My Oracle: How to Recover the Voting disk in RAC Environment

I am demonstrating the Voting disk recovery on this blog. This exercise is tested in oracle12c test cluster environment. It is two node RAC and node names are RACTEST1 and RACTEST2.

My voting disk has external redundancy. Hence it is only one copy of voting disk present on the ASM disk.

My goal is to corrupt the voting disk and restore in new disk. Here are the high level steps.

corrupt the voting disk
shutdown the database
stop the CRS service on all nodes
start the CRS service on exclusive mode for ONE node
create the new disk or Use existing disk
Restore the voting disk to newly created node
stop the CRS which is started on exclusive mode
start the CRS on both node
start the database and make sure all the instance are up
verify the cluster service and make sure all good!

Step 1

Let us check where the Voting disk is present on the cluster.

crsctl query css votedisk

The voting disk is stored on VOTE1 disk on the VOTE1 disk group.

Step 2

Let me corrupt the voting disk. Here is the command to corrupt the disk.

dd if=/dev/zero of=/dev/oracleasm/disks/VITE1 bs=4096 count=100

At this stage, clusterware should have stopped working.

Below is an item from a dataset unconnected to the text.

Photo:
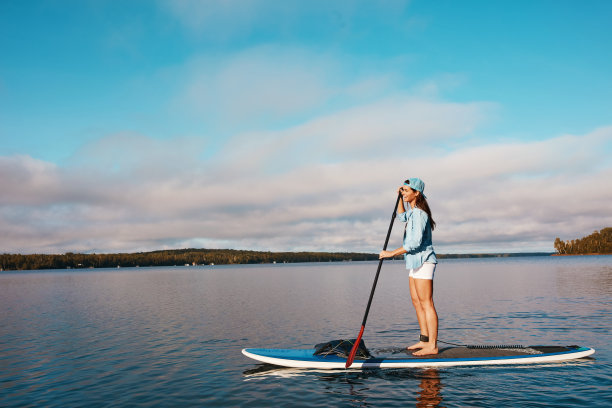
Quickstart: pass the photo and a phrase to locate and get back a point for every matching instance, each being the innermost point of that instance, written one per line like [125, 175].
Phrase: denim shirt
[417, 238]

I rebooted the node and checked the cluster and the service was down. It is not necessary to reboot the node. It is test environment and just rebooted to check the cluster service. In production environment, it is enough to bounce the CRS service.

Step 3

crsctl check crs
crsctl check cluster

Step 4 Shutdown the database

[oracle@RACTEST1 ~]$ srvctl status database -db govinddb
Instance govinddb1 is running on node ractest1
Instance govinddb2 is running on node ractest2
[oracle@RACTEST1 ~]$ srvctl stop database -db govinddb
[oracle@RACTEST1 ~]$ srvctl status database -db govinddb
Instance govinddb1 is not running on node ractest1
Instance govinddb2 is not running on node ractest2

[oracle@RACTEST1 ~]$

Step 5 Stop the CRS on all nodes

[root@RACTEST1 bin]# ./crsctl stop crs -f
CRS-2791: Starting shutdown of Oracle High Availability Services-managed resources on 'ractest1'
CRS-2673: Attempting to stop 'ora.gpnpd' on 'ractest1'
CRS-2673: Attempting to stop 'ora.evmd' on 'ractest1'
CRS-2673: Attempting to stop 'ora.mdnsd' on 'ractest1'
CRS-2673: Attempting to stop 'ora.drivers.acfs' on 'ractest1'
CRS-2673: Attempting to stop 'ora.cssdmonitor' on 'ractest1'
CRS-2673: Attempting to stop 'ora.gipcd' on 'ractest1'
CRS-2677: Stop of 'ora.drivers.acfs' on 'ractest1' succeeded
CRS-2677: Stop of 'ora.cssdmonitor' on 'ractest1' succeeded
CRS-2677: Stop of 'ora.gpnpd' on 'ractest1' succeeded
CRS-2677: Stop of 'ora.mdnsd' on 'ractest1' succeeded
CRS-2677: Stop of 'ora.evmd' on 'ractest1' succeeded
CRS-2677: Stop of 'ora.gipcd' on 'ractest1' succeeded
CRS-2793: Shutdown of Oracle High Availability Services-managed resources on 'ractest1' has completed
CRS-4133: Oracle High Availability Services has been stopped.
[root@RACTEST1 bin]#

[root@RACTEST2 bin]# ./crsctl stop crs -f
CRS-2791: Starting shutdown of Oracle High Availability Services-managed resources on 'ractest2'
CRS-2673: Attempting to stop 'ora.gipcd' on 'ractest2'
CRS-2673: Attempting to stop 'ora.mdnsd' on 'ractest2'
CRS-2673: Attempting to stop 'ora.cssdmonitor' on 'ractest2'
CRS-2673: Attempting to stop 'ora.gpnpd' on 'ractest2'
CRS-2673: Attempting to stop 'ora.evmd' on 'ractest2'
CRS-2673: Attempting to stop 'ora.drivers.acfs' on 'ractest2'
CRS-2677: Stop of 'ora.cssdmonitor' on 'ractest2' succeeded
CRS-2677: Stop of 'ora.drivers.acfs' on 'ractest2' succeeded
CRS-2677: Stop of 'ora.gipcd' on 'ractest2' succeeded
CRS-2677: Stop of 'ora.mdnsd' on 'ractest2' succeeded
CRS-2677: Stop of 'ora.gpnpd' on 'ractest2' succeeded
CRS-2677: Stop of 'ora.evmd' on 'ractest2' succeeded
CRS-2793: Shutdown of Oracle High Availability Services-managed resources on 'ractest2' has completed
CRS-4133: Oracle High Availability Services has been stopped.

[root@RACTEST2 bin]#

Step 6 Start the CRS on one node with exclusive mode

[root@RACTEST1 bin]# ./crsctl start crs -excl

CRS-4123: Oracle High Availability Services has been started.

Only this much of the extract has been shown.